In real world applications, to take strategic decisions, Data Mining techniques

are used to discover hidden and unknown knowledge from databases. One of

the basic examples is super market.DM techniques are used to identify the pair

of products that are frequently purchased for market promotion. The important

two fundamental tasks are Frequent Itemset Mining and Association Rule

Mining (ARM) [4]. Frequent Itemset Mining is a technique is used to find a pair

of itemsets whose occurrence is more than a given threshold. FIM helps in

finding the hidden associations among the itemsets in database. The basic

algorithms of FIM use candidate generation strategy to find the possible

frequent itemsets and database scan to result the frequent itemsets. Many

extensions have been proposed to carry out the mining process. One of the

extensions is pattern-growth approach[6], it takes two database scans to

discover frequent itemsets without generating candidate itemsets. To address the

issue of low interested patterns, Constraint-based pattern mining algorithms [13]

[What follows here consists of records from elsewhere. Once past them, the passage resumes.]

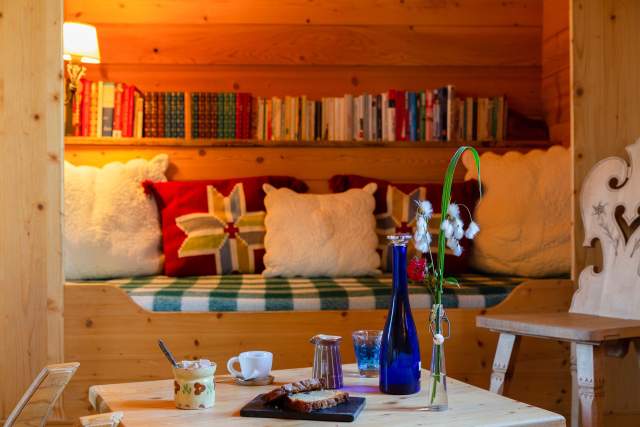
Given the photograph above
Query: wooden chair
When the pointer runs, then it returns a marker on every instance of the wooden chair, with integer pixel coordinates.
(36, 404)
(605, 311)
(109, 419)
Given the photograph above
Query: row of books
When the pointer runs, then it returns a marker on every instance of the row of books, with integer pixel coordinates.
(431, 115)
(164, 114)
(106, 109)
(221, 115)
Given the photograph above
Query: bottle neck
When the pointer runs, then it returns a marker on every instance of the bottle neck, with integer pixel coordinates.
(399, 268)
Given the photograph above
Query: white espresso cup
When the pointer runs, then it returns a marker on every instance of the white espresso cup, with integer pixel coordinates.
(253, 364)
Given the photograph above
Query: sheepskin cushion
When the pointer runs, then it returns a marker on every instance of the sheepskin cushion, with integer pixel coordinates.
(525, 213)
(111, 226)
(396, 210)
(320, 234)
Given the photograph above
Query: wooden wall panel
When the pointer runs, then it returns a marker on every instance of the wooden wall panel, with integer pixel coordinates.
(555, 69)
(239, 44)
(488, 13)
(606, 112)
(520, 84)
(31, 96)
(313, 165)
(321, 48)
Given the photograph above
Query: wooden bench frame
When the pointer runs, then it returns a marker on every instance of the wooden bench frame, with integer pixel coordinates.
(115, 340)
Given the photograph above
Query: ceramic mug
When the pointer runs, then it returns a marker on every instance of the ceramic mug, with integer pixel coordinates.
(194, 385)
(253, 364)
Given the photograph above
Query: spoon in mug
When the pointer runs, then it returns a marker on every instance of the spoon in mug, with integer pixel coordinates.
(167, 353)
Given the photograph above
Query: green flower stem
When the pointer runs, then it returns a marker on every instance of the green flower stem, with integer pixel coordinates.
(439, 271)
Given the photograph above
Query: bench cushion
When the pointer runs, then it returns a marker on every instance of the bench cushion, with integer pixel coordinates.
(252, 292)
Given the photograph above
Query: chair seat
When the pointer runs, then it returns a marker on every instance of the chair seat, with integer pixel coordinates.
(562, 326)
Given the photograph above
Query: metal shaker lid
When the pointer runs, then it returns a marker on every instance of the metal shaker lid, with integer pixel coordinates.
(325, 339)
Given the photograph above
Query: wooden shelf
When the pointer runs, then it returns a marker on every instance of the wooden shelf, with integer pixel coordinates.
(240, 143)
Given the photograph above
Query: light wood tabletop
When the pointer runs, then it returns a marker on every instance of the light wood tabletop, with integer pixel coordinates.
(151, 404)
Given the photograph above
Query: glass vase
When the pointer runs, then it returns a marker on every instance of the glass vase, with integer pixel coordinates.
(399, 348)
(437, 399)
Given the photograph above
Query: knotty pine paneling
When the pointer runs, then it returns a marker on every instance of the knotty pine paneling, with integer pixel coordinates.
(236, 44)
(513, 13)
(521, 85)
(606, 66)
(555, 84)
(31, 283)
(321, 48)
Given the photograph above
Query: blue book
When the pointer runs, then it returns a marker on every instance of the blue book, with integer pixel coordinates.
(180, 121)
(194, 114)
(108, 102)
(411, 97)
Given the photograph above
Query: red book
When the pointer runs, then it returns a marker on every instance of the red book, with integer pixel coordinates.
(132, 109)
(125, 110)
(117, 111)
(246, 120)
(76, 110)
(239, 115)
(86, 107)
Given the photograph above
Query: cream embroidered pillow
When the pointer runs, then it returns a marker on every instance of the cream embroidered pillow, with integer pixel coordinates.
(320, 234)
(111, 226)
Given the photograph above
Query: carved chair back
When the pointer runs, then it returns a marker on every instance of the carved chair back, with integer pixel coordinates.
(610, 208)
(36, 404)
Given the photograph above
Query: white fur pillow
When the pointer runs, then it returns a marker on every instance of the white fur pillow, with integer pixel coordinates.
(525, 213)
(111, 226)
(320, 234)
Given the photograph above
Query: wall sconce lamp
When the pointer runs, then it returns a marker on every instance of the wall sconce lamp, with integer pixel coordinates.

are introduced. Although traditional FIM algorithms are so popular, it can be

used to reveal knowledge in binary kind of databases, where the itemset is

present or not. An alternative is Quantitative Association rule mining proposed

and extensions are also proposed [7].FIM, ARM and QARM are does not

consider whether the itemsets are profitable or not. Some of the limitations of

FIM are, FPM algorithms successfully extract patterns from transactional

databases, and they consider attribute frequency known to be one. But a real

time application considers more than one attribute and the order among the

items.FPM techniques uses support based framework to derive frequent

patterns.

However the value of the pattern is important to the organization which is not

derived in FPM. For example, FIM based algorithms may miss the more

profitable products diamonds, cars which are rare but gives more profit.

Another example, if a sales analyst involved in some retail research needs to

find out which itemsets in the stores earn the maximum sales revenue for the

stores he or she will define the utility of any itemset as the monetary profit that

the store earns by selling each unit of that itemset.

To address the limitations of FIM, Utility is introduced into FPM to mine

patterns whose utility is high/more profit is called High Utility Pattern Mining

[16].

2. High Utility Itemset Mining (HUIM)

In High Utility Itemset Mining it takes transaction database as input, where

itemsets are associated with a quantity as internal utility, each item is also

associated with quality/profit as external utility. The utility can be measured in

terms of cost quality, profit, or other expressions of user preferences. The utility

of item is calculated from the product of quantity and profit of item in database.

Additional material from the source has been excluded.